Lorsque la Safer exerce son droit de préemption, et donc qu’elle acquiert le bien agricole mis en vente en lieu et place de l’acquéreur initialement pressenti, elle doit justifier sa décision en faisant explicitement référence et de façon motivée à l’un ou à plusieurs des objectifs définis par la loi (installation ou maintien d’agriculteurs, consolidation d’une exploitation afin de lui permettre d’atteindre une dimension économique viable, sauvegarde du caractère familial d’une exploitation, lutte contre la spéculation foncière, etc.). Et attention, si tel n’est pas le cas, la décision de préemption encourt la nullité.
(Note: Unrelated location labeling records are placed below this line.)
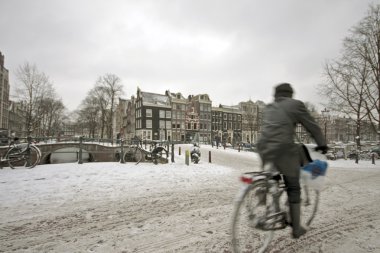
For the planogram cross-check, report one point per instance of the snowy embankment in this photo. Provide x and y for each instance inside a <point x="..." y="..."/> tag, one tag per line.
<point x="112" y="207"/>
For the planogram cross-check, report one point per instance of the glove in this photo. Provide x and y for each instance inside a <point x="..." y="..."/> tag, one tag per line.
<point x="323" y="149"/>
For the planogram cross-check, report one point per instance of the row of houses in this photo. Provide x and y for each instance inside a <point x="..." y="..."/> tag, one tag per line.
<point x="174" y="117"/>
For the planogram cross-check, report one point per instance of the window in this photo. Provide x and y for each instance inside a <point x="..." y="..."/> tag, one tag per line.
<point x="148" y="113"/>
<point x="162" y="114"/>
<point x="149" y="135"/>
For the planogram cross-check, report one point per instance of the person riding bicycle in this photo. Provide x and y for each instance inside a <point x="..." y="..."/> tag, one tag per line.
<point x="276" y="144"/>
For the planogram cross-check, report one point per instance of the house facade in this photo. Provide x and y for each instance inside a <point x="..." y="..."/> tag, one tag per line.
<point x="153" y="116"/>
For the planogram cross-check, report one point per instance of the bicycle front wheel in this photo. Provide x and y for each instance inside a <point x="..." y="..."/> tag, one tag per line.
<point x="23" y="159"/>
<point x="309" y="204"/>
<point x="249" y="214"/>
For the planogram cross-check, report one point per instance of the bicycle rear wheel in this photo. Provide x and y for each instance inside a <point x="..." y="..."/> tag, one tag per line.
<point x="249" y="212"/>
<point x="309" y="204"/>
<point x="18" y="159"/>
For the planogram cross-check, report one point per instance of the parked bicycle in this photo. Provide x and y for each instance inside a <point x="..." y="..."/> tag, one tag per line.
<point x="261" y="208"/>
<point x="22" y="155"/>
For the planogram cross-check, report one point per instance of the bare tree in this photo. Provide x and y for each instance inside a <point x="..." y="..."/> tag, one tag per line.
<point x="89" y="115"/>
<point x="353" y="81"/>
<point x="110" y="87"/>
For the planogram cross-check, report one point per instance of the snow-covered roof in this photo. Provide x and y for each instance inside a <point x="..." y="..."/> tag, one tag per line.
<point x="154" y="99"/>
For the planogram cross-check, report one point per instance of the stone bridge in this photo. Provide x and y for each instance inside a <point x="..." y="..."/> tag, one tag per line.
<point x="91" y="152"/>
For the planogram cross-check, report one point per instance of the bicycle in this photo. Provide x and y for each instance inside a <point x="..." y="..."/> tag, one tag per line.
<point x="22" y="155"/>
<point x="261" y="208"/>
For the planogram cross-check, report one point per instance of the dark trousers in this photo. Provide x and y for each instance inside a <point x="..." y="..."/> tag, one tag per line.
<point x="293" y="189"/>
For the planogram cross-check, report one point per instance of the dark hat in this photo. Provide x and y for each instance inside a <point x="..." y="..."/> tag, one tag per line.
<point x="283" y="90"/>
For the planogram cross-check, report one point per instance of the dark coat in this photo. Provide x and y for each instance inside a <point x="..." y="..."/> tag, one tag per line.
<point x="276" y="142"/>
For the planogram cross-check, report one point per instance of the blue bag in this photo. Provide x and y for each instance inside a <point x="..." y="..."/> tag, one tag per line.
<point x="313" y="174"/>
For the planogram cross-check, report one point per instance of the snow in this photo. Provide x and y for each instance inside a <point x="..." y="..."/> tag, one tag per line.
<point x="174" y="207"/>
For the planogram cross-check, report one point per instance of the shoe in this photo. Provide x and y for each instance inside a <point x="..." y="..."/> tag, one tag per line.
<point x="295" y="211"/>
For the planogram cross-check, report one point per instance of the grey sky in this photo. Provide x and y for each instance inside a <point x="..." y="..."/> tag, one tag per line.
<point x="233" y="50"/>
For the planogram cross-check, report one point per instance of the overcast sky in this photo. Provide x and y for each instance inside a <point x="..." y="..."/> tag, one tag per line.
<point x="233" y="50"/>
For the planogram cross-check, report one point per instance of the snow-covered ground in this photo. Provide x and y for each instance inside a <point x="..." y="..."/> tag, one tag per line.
<point x="112" y="207"/>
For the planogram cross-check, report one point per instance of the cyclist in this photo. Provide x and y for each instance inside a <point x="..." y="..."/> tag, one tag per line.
<point x="276" y="144"/>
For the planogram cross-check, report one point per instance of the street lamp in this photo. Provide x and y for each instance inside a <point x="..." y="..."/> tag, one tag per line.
<point x="324" y="115"/>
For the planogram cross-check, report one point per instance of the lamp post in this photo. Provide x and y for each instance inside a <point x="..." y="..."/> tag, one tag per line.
<point x="325" y="115"/>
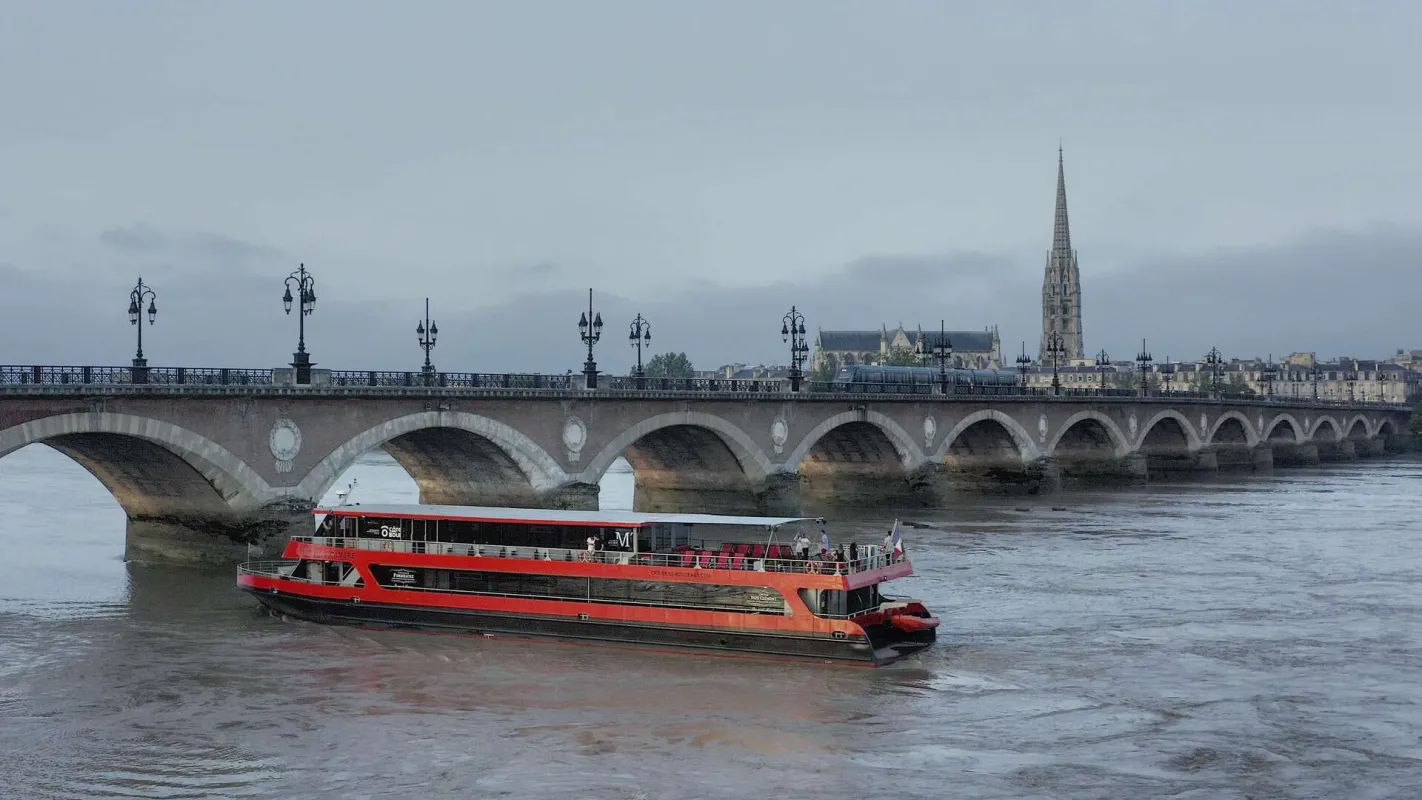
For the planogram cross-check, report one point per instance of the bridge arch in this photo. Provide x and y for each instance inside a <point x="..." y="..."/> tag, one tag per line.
<point x="855" y="458"/>
<point x="907" y="451"/>
<point x="1326" y="429"/>
<point x="1087" y="428"/>
<point x="751" y="461"/>
<point x="152" y="468"/>
<point x="990" y="421"/>
<point x="455" y="456"/>
<point x="1222" y="426"/>
<point x="1280" y="424"/>
<point x="1159" y="431"/>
Illustration avec l’affaire récente suivante. La vente d’une parcelle enclavée, située en bordure de mer, avait été prévue au profit d’une société ostréicole qui exploitait des parcelles contigües à celle-ci. Informée du projet, la Safer avait manifesté son intention d’exercer son droit de préemption sur cette parcelle. À l’appui de sa décision, elle avait fait valoir que plusieurs autres exploitants pouvaient être intéressés par cette parcelle et que le rétrocessionnaire potentiellement pressenti était spécialisé dans la production ostréicole.
Une motivation qui n’était pas réelle
Invoquant une motivation qui ne tenait pas la route, l’acquéreur évincé avait alors demandé en justice l’annulation de la décision de préemption. Et les juges lui ont donné gain de cause. En effet, ils ont estimé que la mention par la Safer, dans sa décision de préemption, de l’existence de plusieurs autres rétrocessionnaires potentiels était illusoire dans la mesure où, compte tenu de la configuration des lieux, seuls deux exploitants pouvaient être intéressés par l’acquisition de cette parcelle enclavée, à savoir l’acquéreur évincé et son seul concurrent local en la personne du rétrocessionnaire potentiellement pressenti. D’autre part, les juges ont constaté que la Safer avait faussement retenu, dans sa motivation, que ce rétrocessionnaire potentiel était spécialisé dans la production ostréicole alors qu’il ne disposait pas sur place de parc d’élevage.
Les juges en ont déduit que la motivation développée par la Safer n’était pas réelle et ne visait qu’à dissimuler la perspective de privilégier un exploitant au détriment d’un autre. La décision de préemption a donc été annulée.